The way I see it, the suggestion that one can simply "vote with their wallet" is absolutely a pro-corporation stance because it pretends that consumers and megacorps have equal footing in the market. This premise is a bit of a spherical cow because it--conveniently for corporations--ignores monopoly, price fixing, anti-consumer corporate fraud at scale and flouting of regulations. Perhaps, in the frictionless vacuum of an Ayn Rand wet dream where every interaction is a transaction between two equals operating perfectly rationally, where there's no governments thus no regulatory capture, no barriers to entry, and so on, this might make sense--but in our world it does not.

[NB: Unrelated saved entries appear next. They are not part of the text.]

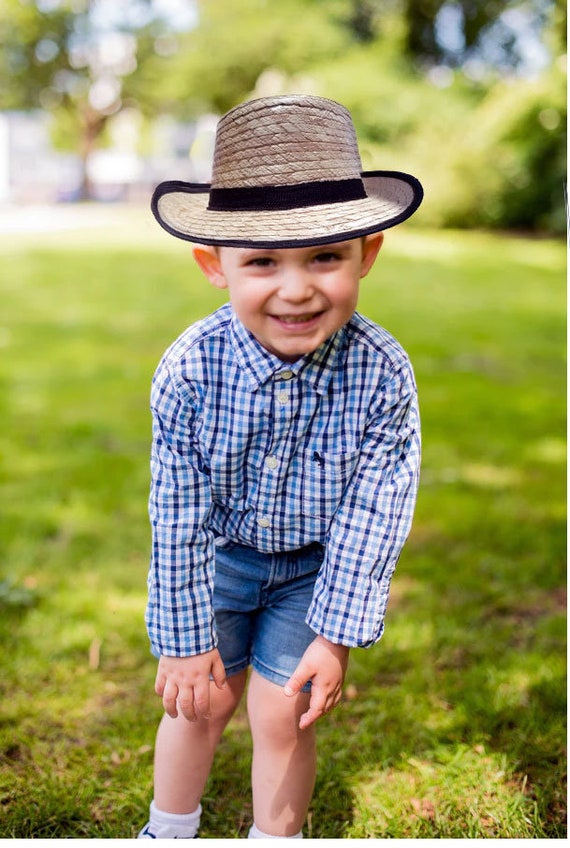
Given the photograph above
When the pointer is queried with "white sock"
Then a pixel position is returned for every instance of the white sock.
(256, 833)
(171, 825)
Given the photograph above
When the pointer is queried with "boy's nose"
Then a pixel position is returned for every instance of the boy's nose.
(296, 287)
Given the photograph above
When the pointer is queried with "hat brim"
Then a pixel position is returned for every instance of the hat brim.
(182, 210)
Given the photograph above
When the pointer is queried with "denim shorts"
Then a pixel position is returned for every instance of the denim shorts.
(260, 605)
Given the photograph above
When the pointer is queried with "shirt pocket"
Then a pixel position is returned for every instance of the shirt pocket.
(325, 476)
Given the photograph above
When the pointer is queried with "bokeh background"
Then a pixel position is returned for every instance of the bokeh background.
(454, 726)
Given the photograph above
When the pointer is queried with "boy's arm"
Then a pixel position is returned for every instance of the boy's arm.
(363, 546)
(372, 522)
(179, 612)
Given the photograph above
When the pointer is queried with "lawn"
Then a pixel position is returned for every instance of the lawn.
(454, 726)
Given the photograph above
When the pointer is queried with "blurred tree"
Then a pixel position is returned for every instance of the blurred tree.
(76, 59)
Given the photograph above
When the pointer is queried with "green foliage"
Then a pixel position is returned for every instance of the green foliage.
(454, 725)
(503, 164)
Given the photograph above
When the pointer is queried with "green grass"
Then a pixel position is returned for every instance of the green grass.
(454, 725)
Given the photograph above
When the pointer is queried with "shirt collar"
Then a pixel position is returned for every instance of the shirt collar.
(260, 366)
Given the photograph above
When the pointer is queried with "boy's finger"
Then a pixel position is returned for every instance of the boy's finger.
(202, 698)
(169, 700)
(219, 673)
(295, 683)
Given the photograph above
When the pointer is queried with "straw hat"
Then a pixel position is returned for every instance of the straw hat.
(286, 173)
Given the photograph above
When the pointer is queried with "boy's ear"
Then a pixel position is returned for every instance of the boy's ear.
(370, 248)
(208, 260)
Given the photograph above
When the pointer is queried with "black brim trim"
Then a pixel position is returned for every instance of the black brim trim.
(177, 186)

You tell me that nothing will change the companies apart from market forces, but in response to another commenter you said it well yourself: "this kind of behavior should be illegal." If we had consumer protection laws, and those laws had teeth, maybe a company would have to consider the possible risk to future profits of engaging in the next abusive, ethically bankrupt scheme. It wouldn't be possible to be, as former FTC chair and antitrust warrior Lina Khan put it, "too big to care."
I'm not so naive as to imagine that more economic guardrails are a panacea for consumer suffering, but to me it seems that the globalized economy and its Western democratic hegemons have spent much of the post-WWII era on a deregulatory death march, and we can see with our own eyes how well it's going.